Trump halted funding to UNFPA on April 4. Though the UN body does not promote abortion as a family-planning measure, it has been accused by the US government of indirectly supporting forced sterilisations in China (a claim the UNFPA denies). This loss of funds may cause UNFPA to shut down operations in war zones such as Syria, Yemen and Iraq this year. It will also have a significant impact on Laos.
“We’re facing substantial cuts in our budget,” says Frederika Meijer, UNFPA’s Laos representative based in the capital, Vientiane. “We won’t be able to support as many instructors, which indirectly means that fewer midwives will be trained, there will be more unwanted pregnancies and more women dying.”
A number of countries have hit back at Trump’s move, particularly in Europe, where the Dutch-driven She Decides initiative has so far raised more than US$300 million to plug the gaps left by the Mexico City policy.
We will never reach the UN’s sustainable development goal without access to safe abortions
In Sweden, the broad political consensus is that abortion is a human right, and this permeates the country’s aid work: sexual and reproductive health and rights are considered key to alleviating poverty and inequality.
“Sweden is a shining light when it comes to progressive views on reproductive health,” says Caroline Homer, director of the Centre for Midwifery, Child and Family Health at the University of Technology Sydney, in Australia, and co-author of the aforementioned Lancet study. “To lower the worst maternal mortality is totally doable. But there is a limit after which it no longer helps with more midwives and contraceptives. We will never reach the UN’s sustainable development goal without access to safe abortions.”

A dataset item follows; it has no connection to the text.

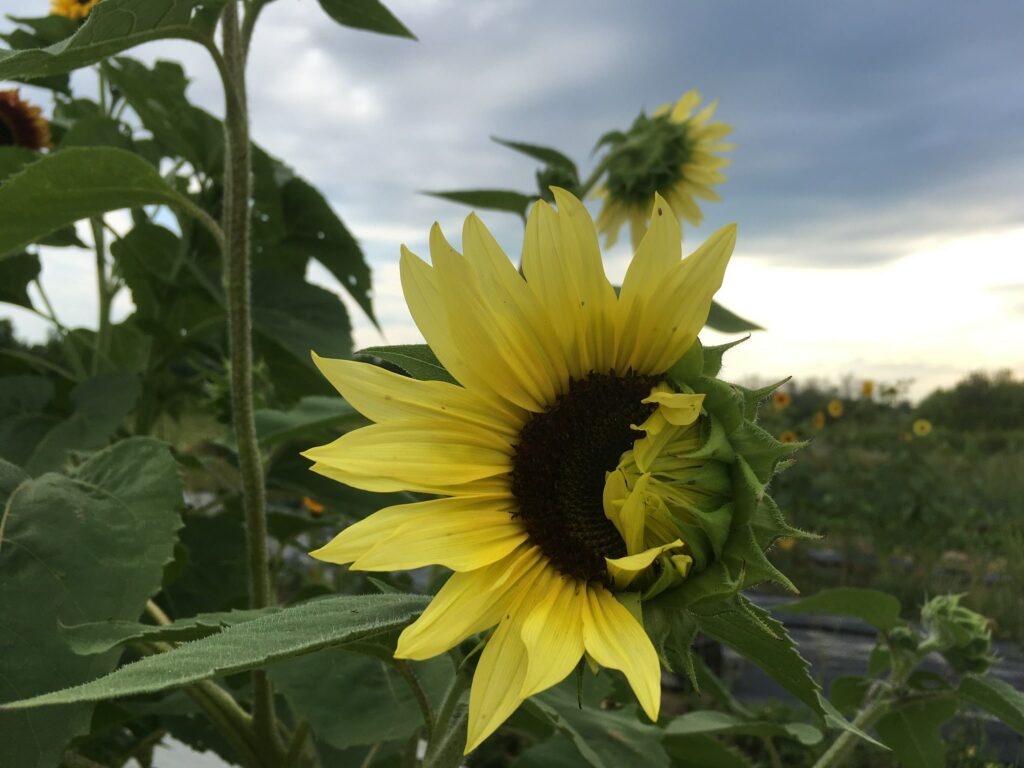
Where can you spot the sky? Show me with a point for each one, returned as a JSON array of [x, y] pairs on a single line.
[[877, 178]]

Back in Asing Saneh, most of the women are fishing in the creek or weaving at looms beneath their stilt houses. Chien lies on her back while midwife Phanmaha Nongthilath examines her. They have seen a lot of each other recently, since Chien started to feel uneasy about her pregnancy. She herself was so small and lethargic when she was born that her mother considered leaving her for dead in the forest.
“Your baby is moving,” Nongthilath tells Chien, who relaxes, and lets a smile spread across her face.